Cette semainej’ai donné une conférence au Centre juif de Rego Park dans le Queens, à New York. Le thème en était : « Pourquoi les gens ciblent-ils les juifs, et comment peut-on contrer la forte montée d’antisémitisme. »

Certes, je n’étais pas très optimiste. J’avais donné de nombreuses conférences aux États-Unis concernant l’antisémitisme, la dernière aussi récemment qu’en novembre dernier, à Washington D.C.

Mais cette fois-ci, j’ai été agréablement surpris. Tout d’abord, la salle était comble, avec 300 personnes attentives dans l’auditoire. Ensuite, et ce qui s’avère plus important encore, il semble que quelque chose soit en train de changer pour le mieux, à en juger par les questions et les réactions suscitées par le message.

Comme toujours, le message était que les juifs sont essentiellement une entité spirituelle et non pas un groupe composé de parenté génétique, que notre rôle est d’apporter l’amour fraternel en le pratiquant entre nous et ce faisant, d’être un exemple d’unité pour le monde.
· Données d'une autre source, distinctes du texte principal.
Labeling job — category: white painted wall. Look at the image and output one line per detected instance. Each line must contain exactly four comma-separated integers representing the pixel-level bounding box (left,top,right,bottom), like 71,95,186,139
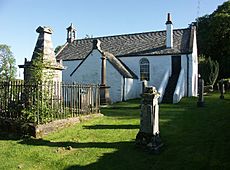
173,69,185,103
157,70,170,103
63,46,197,102
62,60,82,83
119,55,171,91
106,60,123,102
124,78,141,100
70,50,101,84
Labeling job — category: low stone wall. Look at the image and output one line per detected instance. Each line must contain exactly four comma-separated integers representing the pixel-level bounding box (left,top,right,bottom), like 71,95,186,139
0,113,103,138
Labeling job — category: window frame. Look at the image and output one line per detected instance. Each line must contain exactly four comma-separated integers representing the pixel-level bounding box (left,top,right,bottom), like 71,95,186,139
139,58,150,81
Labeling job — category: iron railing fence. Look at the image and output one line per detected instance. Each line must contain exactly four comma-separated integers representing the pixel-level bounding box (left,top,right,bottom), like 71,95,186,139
0,81,100,124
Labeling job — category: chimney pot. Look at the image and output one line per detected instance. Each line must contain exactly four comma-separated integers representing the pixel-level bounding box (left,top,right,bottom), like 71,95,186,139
166,13,173,48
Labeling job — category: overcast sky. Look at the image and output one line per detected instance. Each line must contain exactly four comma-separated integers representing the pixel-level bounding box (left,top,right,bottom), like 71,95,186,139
0,0,227,76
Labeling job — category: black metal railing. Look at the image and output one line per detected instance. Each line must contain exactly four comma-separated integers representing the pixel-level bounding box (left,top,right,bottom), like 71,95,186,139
0,81,100,124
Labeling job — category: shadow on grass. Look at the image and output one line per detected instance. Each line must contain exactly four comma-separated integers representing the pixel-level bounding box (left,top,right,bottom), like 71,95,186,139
0,131,23,140
83,125,140,129
19,139,158,170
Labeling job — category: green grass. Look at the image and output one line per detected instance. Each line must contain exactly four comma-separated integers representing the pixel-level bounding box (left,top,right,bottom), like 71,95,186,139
0,93,230,170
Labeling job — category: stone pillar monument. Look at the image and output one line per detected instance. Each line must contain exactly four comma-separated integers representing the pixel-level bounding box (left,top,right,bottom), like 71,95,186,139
136,86,163,153
219,79,225,99
93,39,111,105
197,77,204,107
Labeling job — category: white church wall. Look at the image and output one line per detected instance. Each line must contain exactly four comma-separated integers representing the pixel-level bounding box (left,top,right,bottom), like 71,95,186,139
124,78,141,100
119,55,171,91
70,50,101,84
157,70,170,103
173,68,185,103
62,60,82,83
106,60,123,102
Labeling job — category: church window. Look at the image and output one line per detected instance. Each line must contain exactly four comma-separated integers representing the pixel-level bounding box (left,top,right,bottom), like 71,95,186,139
140,58,149,81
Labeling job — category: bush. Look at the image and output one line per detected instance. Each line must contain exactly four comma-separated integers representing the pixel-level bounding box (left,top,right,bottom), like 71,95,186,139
198,56,219,86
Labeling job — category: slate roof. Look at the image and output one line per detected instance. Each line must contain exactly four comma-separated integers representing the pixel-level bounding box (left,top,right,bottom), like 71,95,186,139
56,27,193,61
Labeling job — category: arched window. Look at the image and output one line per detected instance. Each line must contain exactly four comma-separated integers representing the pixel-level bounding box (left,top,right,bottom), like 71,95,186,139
140,58,149,81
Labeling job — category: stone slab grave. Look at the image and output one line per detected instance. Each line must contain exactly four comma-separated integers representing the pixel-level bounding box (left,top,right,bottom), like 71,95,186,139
135,86,163,153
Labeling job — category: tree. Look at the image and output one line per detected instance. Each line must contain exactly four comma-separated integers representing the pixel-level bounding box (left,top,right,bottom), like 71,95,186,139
197,1,230,78
0,44,17,81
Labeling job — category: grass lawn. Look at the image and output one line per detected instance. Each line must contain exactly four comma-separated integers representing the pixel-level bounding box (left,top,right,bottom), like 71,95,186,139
0,93,230,170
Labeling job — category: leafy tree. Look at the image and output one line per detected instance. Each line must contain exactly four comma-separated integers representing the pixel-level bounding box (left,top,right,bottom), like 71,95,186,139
0,44,17,81
197,1,230,78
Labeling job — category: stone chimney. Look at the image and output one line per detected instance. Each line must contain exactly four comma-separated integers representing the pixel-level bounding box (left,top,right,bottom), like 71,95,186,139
19,26,64,83
31,26,56,63
165,13,173,48
66,23,76,43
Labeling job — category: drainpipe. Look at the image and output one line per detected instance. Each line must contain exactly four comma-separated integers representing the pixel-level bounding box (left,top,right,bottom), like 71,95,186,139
186,54,189,97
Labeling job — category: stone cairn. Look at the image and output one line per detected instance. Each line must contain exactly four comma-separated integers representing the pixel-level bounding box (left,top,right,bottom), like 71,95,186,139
135,86,163,153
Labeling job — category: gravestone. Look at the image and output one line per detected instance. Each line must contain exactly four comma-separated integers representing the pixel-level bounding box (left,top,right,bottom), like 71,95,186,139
197,77,204,107
136,86,163,153
219,79,225,99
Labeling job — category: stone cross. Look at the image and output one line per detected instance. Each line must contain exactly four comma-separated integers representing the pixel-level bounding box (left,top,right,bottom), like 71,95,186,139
136,86,163,153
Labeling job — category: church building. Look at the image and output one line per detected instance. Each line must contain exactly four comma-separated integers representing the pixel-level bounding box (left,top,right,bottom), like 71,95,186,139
56,14,198,103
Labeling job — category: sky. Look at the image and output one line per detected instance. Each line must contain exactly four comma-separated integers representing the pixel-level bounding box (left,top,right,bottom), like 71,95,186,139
0,0,227,77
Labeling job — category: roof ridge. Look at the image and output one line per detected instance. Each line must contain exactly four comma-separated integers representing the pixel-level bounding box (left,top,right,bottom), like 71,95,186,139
74,28,190,41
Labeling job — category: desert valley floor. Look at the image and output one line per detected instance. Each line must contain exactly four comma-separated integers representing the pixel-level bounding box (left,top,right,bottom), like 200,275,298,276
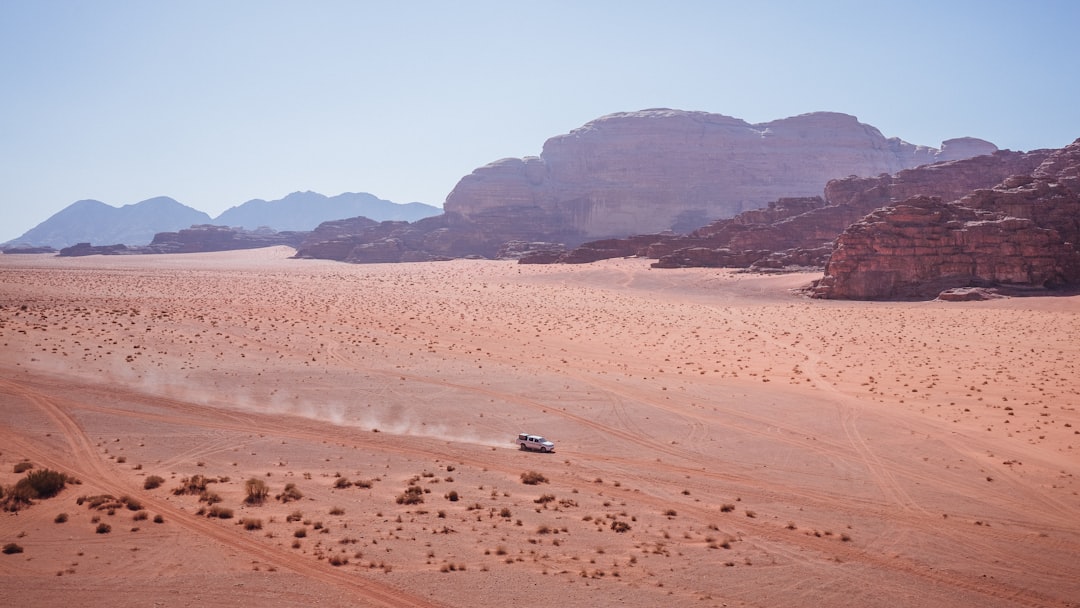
0,247,1080,608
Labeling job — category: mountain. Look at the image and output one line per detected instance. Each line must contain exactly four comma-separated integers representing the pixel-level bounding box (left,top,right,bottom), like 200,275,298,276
293,109,997,261
11,197,210,248
445,109,997,244
8,192,441,249
214,191,442,231
540,150,1050,270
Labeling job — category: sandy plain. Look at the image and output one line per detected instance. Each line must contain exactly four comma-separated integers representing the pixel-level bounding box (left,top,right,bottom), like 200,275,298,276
0,247,1080,607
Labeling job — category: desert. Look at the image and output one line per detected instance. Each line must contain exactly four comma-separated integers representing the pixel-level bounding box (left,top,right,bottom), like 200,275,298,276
0,246,1080,607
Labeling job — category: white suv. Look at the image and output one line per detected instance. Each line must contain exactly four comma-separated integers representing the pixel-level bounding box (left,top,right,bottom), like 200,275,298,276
517,433,555,451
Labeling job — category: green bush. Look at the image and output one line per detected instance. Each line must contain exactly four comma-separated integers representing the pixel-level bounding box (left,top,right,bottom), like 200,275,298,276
522,471,548,486
244,477,270,504
15,469,68,498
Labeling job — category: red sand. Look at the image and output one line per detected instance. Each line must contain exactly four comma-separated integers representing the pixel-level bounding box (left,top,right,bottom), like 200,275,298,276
0,247,1080,607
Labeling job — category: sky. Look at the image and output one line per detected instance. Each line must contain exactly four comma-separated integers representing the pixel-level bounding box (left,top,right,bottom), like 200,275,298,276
0,0,1080,242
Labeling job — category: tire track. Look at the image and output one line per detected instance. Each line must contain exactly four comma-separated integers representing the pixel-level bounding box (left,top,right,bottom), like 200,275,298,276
0,380,440,607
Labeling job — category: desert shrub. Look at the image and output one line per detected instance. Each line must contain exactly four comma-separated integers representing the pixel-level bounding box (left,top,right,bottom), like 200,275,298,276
244,477,270,504
206,504,232,519
173,475,211,496
14,469,68,498
397,486,423,504
522,471,548,486
274,484,303,502
143,475,165,490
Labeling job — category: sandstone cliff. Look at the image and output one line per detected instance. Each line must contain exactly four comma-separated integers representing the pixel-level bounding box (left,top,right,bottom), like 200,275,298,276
540,150,1051,269
444,109,997,249
812,139,1080,299
58,225,306,257
295,109,997,261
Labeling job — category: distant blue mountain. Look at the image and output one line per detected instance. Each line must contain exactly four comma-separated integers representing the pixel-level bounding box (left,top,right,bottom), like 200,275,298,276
214,191,443,230
5,192,443,249
10,197,210,248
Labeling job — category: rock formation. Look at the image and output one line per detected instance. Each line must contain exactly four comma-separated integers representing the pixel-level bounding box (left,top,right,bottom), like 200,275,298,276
295,109,997,259
535,150,1051,269
812,139,1080,299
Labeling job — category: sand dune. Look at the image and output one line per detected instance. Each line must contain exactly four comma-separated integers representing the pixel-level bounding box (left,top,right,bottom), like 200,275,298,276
0,247,1080,607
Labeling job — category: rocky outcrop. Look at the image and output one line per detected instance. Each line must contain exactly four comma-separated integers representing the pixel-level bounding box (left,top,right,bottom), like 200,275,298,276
544,150,1051,269
58,225,305,257
295,216,456,264
495,241,566,264
444,109,997,249
0,245,56,255
812,140,1080,299
293,109,997,262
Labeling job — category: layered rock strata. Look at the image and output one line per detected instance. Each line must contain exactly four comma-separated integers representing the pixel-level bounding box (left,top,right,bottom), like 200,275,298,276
295,109,997,261
811,140,1080,299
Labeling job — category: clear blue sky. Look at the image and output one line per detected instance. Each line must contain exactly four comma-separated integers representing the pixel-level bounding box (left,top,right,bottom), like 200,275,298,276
0,0,1080,242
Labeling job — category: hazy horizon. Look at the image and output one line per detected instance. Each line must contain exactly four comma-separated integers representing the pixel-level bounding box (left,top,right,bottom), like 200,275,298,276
0,0,1080,242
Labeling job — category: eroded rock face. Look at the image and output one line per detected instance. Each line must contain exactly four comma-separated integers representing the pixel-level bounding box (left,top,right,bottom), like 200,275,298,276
444,109,997,245
812,140,1080,299
548,150,1051,269
293,109,997,262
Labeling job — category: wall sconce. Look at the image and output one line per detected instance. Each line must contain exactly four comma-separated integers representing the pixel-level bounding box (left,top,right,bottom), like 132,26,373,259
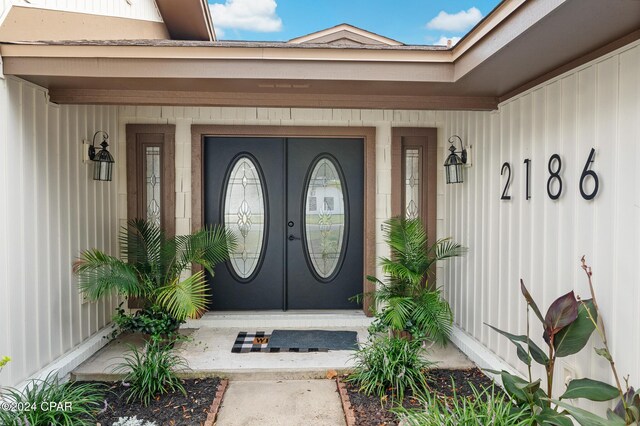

Cette fois-ci cependant, le public à prédominance juive semblait accueillir l’idée que les juifs ont la responsabilité morale de cultiver la responsabilité mutuelle et l’amour afin de donner l’exemple au monde.

L’auditoire a même bien accueilli la notion que parce que nous sommes en retard dans l’exercice de ce rôle, la colère des nations envers nous est exprimée par ce que nous définissons comme l’antisémitisme.

Autrement dit, les gens ont posé des questions à ce sujet, mais elles visaient plutôt la mise en œuvre de la tâche à accomplir qu’elles n’étaient l’expression d’une différence d’opinion sur la notion de responsabilité des juifs envers le monde.

Lors d’une visite précédente à New York, il y a environ deux ans, j’ai donné à Manhattan une autre conférence sur le même sujet. A la fin, un homme juif  âgé m’a abordé très agressivement. Cette fois-là, la réaction prédominante portait sur des questions pratiques factuelles. Je pense que cela est un très bon signe. Si nous poursuivons dans cette direction, il n’y aura pas d’antisémitisme parce qu’il n’y aura aucune raison pour cela.

J’aimerais pouvoir m’attribuer le mérite pour le changement positif dans la perception des gens, mais je crains que le premier «coupable» de ce changement ne soit l’antisémitisme-même. Plus il monte, plus nous sommes prêts à nous unir. Et plus nous attendons que le monde nous pousse vers l’unité, plus le prix que nous aurons à payer sera élevé.

D’autre part, si nous choisissons de nous unir avant  d’y être forcés, il n’y aura aucune raison d’y être poussés, et la colère envers nous s’évaporera comme la brume du matin.

Il reste clairement beaucoup à accomplir, mais la première étape vers toute transformation commence par la sensibilisation, et je pense qu’un changement dans notre conscience s’est déjà opéré. Si cette conférence nous apprend quoi que ce soit sur l’avenir des juifs en Amérique, je pense que c’est certainement un pas dans la bonne direction.